L'ambiguïté nous indique qu'il existe différents modèles ou données qui peuvent expliquer les faits. Toutefois, ces indicateurs donnent souvent des messages contradictoires. Par exemple, les bénéfices des entreprises ont bien résisté jusqu'à présent, ce qui implique que les entreprises ont été en mesure de répercuter la hausse des coûts de production et du travail sur les consommateurs. A contrario, les enquêtes sur le moral des consommateurs montrent que ces derniers sont fortement déprimés par la hausse des prix (alors même qu'ils continuent de dépenser). Comment devons-nous interpréter les niveaux records des marges des entreprises? S’agit-il d’un facteur de soutien important pour les marchés financiers?
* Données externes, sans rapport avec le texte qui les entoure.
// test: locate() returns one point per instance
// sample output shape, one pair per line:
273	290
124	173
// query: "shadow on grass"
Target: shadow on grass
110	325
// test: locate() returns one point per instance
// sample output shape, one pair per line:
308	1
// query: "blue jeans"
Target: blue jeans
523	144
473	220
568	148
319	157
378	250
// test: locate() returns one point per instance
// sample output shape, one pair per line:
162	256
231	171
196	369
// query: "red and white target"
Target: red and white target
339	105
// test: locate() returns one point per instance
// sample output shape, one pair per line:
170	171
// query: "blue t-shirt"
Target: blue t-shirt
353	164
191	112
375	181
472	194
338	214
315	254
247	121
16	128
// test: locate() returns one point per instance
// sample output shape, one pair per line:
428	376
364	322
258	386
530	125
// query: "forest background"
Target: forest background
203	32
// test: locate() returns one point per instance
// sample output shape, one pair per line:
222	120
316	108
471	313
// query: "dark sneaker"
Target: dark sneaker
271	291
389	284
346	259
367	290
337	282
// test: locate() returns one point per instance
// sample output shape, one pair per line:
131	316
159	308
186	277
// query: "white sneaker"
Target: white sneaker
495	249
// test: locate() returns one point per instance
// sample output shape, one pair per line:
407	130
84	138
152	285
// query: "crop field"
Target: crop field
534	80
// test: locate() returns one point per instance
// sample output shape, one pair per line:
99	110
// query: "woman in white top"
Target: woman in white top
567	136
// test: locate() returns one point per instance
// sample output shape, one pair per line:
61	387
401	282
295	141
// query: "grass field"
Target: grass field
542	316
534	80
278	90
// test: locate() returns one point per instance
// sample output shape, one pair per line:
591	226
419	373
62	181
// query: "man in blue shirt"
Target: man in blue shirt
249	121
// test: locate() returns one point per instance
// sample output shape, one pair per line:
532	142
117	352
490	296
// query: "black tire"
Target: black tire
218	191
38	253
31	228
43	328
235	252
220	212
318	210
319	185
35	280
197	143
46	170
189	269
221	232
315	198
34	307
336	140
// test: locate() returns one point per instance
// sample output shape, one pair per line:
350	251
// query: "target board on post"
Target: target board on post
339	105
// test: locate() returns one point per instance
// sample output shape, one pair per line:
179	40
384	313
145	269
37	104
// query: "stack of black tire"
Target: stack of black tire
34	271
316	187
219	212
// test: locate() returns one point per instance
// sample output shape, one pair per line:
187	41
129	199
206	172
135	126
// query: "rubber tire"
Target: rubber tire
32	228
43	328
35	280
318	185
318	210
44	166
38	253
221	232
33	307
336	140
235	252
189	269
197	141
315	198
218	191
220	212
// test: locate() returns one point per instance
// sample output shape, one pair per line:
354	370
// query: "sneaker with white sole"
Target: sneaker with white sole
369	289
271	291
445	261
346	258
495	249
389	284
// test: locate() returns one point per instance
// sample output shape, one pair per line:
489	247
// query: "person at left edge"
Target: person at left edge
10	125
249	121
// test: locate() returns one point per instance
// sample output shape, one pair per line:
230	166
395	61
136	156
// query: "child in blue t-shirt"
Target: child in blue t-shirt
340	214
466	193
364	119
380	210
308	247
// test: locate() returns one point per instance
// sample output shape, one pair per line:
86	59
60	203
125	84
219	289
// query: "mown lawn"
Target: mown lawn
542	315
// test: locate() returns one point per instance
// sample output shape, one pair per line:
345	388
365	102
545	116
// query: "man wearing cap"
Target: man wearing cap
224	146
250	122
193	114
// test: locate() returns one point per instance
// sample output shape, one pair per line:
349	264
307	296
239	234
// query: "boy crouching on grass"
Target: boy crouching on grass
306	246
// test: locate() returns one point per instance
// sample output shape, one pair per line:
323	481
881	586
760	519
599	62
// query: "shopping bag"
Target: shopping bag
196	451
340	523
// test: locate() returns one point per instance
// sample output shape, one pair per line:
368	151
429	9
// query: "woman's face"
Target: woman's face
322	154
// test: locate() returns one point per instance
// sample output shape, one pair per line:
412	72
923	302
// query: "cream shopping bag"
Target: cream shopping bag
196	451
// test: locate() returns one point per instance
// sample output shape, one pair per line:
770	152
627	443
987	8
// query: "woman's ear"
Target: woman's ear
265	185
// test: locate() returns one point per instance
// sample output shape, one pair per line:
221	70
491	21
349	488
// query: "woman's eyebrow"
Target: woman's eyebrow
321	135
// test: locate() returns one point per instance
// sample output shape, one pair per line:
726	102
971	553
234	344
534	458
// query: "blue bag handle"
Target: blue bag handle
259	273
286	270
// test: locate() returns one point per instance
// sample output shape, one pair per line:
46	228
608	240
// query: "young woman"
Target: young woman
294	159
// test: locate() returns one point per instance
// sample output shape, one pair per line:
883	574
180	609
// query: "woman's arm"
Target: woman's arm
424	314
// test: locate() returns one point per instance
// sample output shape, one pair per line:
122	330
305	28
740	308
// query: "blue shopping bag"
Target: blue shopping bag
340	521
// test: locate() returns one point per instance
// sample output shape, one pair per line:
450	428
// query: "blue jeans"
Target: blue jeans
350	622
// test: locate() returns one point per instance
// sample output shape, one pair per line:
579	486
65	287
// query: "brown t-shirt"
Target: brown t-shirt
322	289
Ou du prochain élément fondamental à décevoir les investisseurs, au point de déclencher la prochaine phase de baisse des marchés d’actions?

La gestion de portefeuille dans un monde VUCA

Les développements observés ces dernières semaines semblent indiquer que le contexte de VUCA (volatilité, l'incertitude, la complexité et l'ambiguïté) sur les marchés financiers pourrait s’inscrire dans la durée.  

Alors, comment gérer au mieux les portefeuilles des clients dans un monde VUCA?
Nous pensons que la clé du succès est de continuer à adhérer à notre philosophie et nos principes d'investissement, à savoir:

  • Convaincre nos clients de préserver leurs objectifs financiers à long-terme ainsi que le profil de risque préétabli. En effet, les phases de stress des marchés financiers engendrent trop souvent des changements de profil de risque précipités et irrationnels de la part des clients qui ne supportent pas de subir des pertes. Malheureusement, un changement de profil de risque (par exemple d’équilibré à conservateur) sur la base d’une réaction purement émotionnelle revient à cristalliser ses pertes et met en péril l’épargne future des clients;
  • Suivre à la lettre notre processus d'investissement. Il s’agit de baser nos décisions sur une approche à la fois fondamentale et systématique dont l’efficacité a été testée sur la durée. Par essence, un processus d’investissement robuste permet de minimiser les erreurs décisionnelles et enlever une partie de l’émotion dans les phases de marché les plus compliquées;
  • Favoriser une allocation d'actifs dynamique et agile gérée avec des critères quantifiables précis. Comme nous avons pu le constater lors du premier semestre, nous ne sommes plus dans une phase de marché «buy & hold». Il s’agit de pouvoir repositionner les portefeuilles rapidement en fonction des fondamentaux et de la dynamique de marché;
  • Investir de manière asymétrique afin d'éviter les baisses importantes des actions et des marchés obligataires. Pour des portefeuilles qui restent investis, le recours à des instruments de couverture et de protection à la baisse sont nécessaires dans le contexte actuel;
  • Faire preuve d’une grande sélectivité dans notre choix d'actions et d’obligations. Comme dans la plupart des «bear market», de nombreuses entreprises risquent d’être confrontées à des problèmes de solvabilité et de survie. Contrairement à 2020-2021, les titres surévalués subissent des baisses très importantes. La gestion active est donc en train de reconquérir ses lettres de noblesse;  
  • Sortir des sentiers battus pour identifier les opportunités d'investissement contrariantes et moins favorisées. Deux exemples: les matières premières et les «hedge funds». Concernant les premières nommées, elles avaient quasiment totalement disparues de la plupart des portefeuilles multi-actifs. Le retour de l’inflation et une dynamique offre-demande qui leur est très favorable rendent cette classe d’actif quasiment incontournable pour les gérants. Quant aux «hedge funds», des stratégies telles que CTA, Global Macro ou Relative Value profitent du contexte actuel.

Nous pensons qu'une combinaison des principes énoncés ci-dessus est d'une importance vitale pour gérer au mieux les avoirs de nos clients dans le monde actuel VUCA.